Kenyan envoy faults anti-terror financing efforts

Kenya’s High Commissioner to the United Kingdom (UK) Manoah Esipisu (left) with Dr Andrew Tchie, Research Fellow, Conflict and Security Development at the IISS, London, on October 23, 2019. PHOTO | COURTESY

What you need to know:

  • Despite the concerted crackdown on terror merchants, some like al-Shabaab are thriving on informal channels of fundraising.
  • Kenya, Ethiopia, Burundi, Uganda, Djibouti and Ethiopia have contributed troops to Amisom, which is backed by the UN and has been a combat force since 2007.
  • The militant group has, however, been able to raise its frequency of attacks recently inside Somalia, targeting installations using suicide bombers.

Kenya is asking the international community to target informal sources of finances for groups like al-Shabaab, that have managed to remain active despite military losses, in the war on violent extremism.

Kenya’s High Commissioner to the UK Manoah Esipisu gave a lecture in London that despite the concerted crackdown on terror merchants, some like al-Shabaab are thriving on informal channels of fundraising.
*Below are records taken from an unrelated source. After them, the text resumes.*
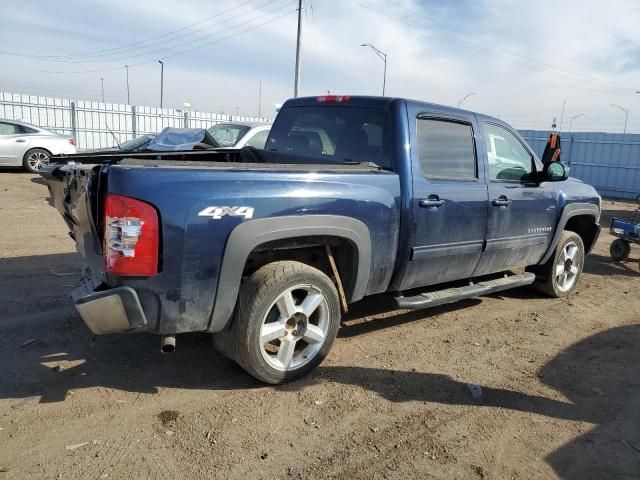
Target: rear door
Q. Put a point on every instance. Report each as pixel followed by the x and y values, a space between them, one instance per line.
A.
pixel 522 212
pixel 450 199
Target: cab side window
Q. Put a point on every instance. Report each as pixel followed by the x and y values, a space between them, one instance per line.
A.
pixel 258 140
pixel 9 128
pixel 446 150
pixel 509 160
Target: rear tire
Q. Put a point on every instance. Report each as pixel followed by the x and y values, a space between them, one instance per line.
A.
pixel 619 250
pixel 287 318
pixel 559 276
pixel 35 159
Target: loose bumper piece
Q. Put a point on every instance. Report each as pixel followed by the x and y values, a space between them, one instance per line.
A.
pixel 111 311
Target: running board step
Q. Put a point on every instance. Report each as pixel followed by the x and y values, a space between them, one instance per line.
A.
pixel 451 295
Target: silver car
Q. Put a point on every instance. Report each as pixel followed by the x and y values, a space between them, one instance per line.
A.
pixel 239 135
pixel 29 146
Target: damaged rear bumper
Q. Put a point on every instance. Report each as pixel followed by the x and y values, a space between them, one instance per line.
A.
pixel 110 311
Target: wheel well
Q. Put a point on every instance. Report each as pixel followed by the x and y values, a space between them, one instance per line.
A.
pixel 309 250
pixel 35 148
pixel 585 226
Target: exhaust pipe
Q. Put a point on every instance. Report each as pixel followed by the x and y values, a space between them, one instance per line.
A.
pixel 168 343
“The military means must be maintained and escalated. This is necessary but insufficient. We will need to fully deal with cash-based financing in areas that terrorists operate,” Mr Esipisu told a workshop at the International Institute for Strategic Studies. The institute focuses on international affairs such as counter-terrorism measures.

Mr Esipisu said anti-terror agencies had tended to focus ‘so exclusively’ on countering terrorism financing measures in the formal banking and money transfer systems.

The delegates discussed whether whether military might could subdue the terror group.

Kenya, Ethiopia, Burundi, Uganda, Djibouti and Ethiopia have contributed troops to African Union Mission in Somalia (Amisom), which is backed by the UN and has been a combat force since 2007.

Attacks

The militant group has, however, been able to raise its frequency of attacks recently inside Somalia, targeting installations using suicide bombers.

In addition, the group has been able to recruit foreign fighters who are able to launch attacks in neighbouring countries like Kenya.

A recent report by the Voice of America’s Somali service indicated the group had infiltrated even government offices, gathering their own intelligence to counter government efforts.

The group, the report said, was also collecting ‘taxes’ from local businesspeople, often through extortion and paid in cash.

“Regional and international partners must come together with the federal and regional governments of Somalia to design and implement a framework for combatting Al-Shabaab’s financing using strong Joint Investigation Teams, effective prosecution and incarceration in Somalia,” Mr Esipisu said.

“These teams must also take aim at its illicit taxation and protection rackets of thousands of businesses and many of the humanitarian organisations in Somalia.”

Kenya had earlier this year fronted tougher proposals to the UN, which could have elevated al Shabaab to the same league as ISIS, Taliban and al-Qaeda and effectively lock out humanitarian support in areas the groups control.

Illegal taxes

The proposal was vetoed by the US after pressure from humanitarian lobbies. Critics charge relief organisations that remit illegal taxes to al-Shabaab or provide rations to the militants for a pass to work in areas they control.

“We will need the entire sector to be more transparent and supported in minimising taxation by terrorist groups. To not do this, and to invite the terrorist groups to make headline grabbing attacks, will eventually lead to the humanitarian sector being publicly accused of being a source of terrorism,” he said.

Amisom is supposed to exit Somalia gradually from next year leaving the focus on existing Somali security agencies to deal with the Shabaabs.

Mr Esipisu added that while military efforts have weakened the group, Somalia will also need working institutions to deter new members from joining the group.

“The military success of Al-Shabaab is far from assured: national and regional militaries, backed by Amisom and global partners such as the United States among others, have dealt it repeated defeats on the battlefield, and we can look forward to more.”

“Its political and ideological assault, however, reaches wider than its military capability. If it aligns with other political and ideological interests, particularly the expansionist or irredentist kinds, we will find ourselves dealing with a longer-term crisis that includes economic failure in Somalia and in areas exposed to the group’s operatives.”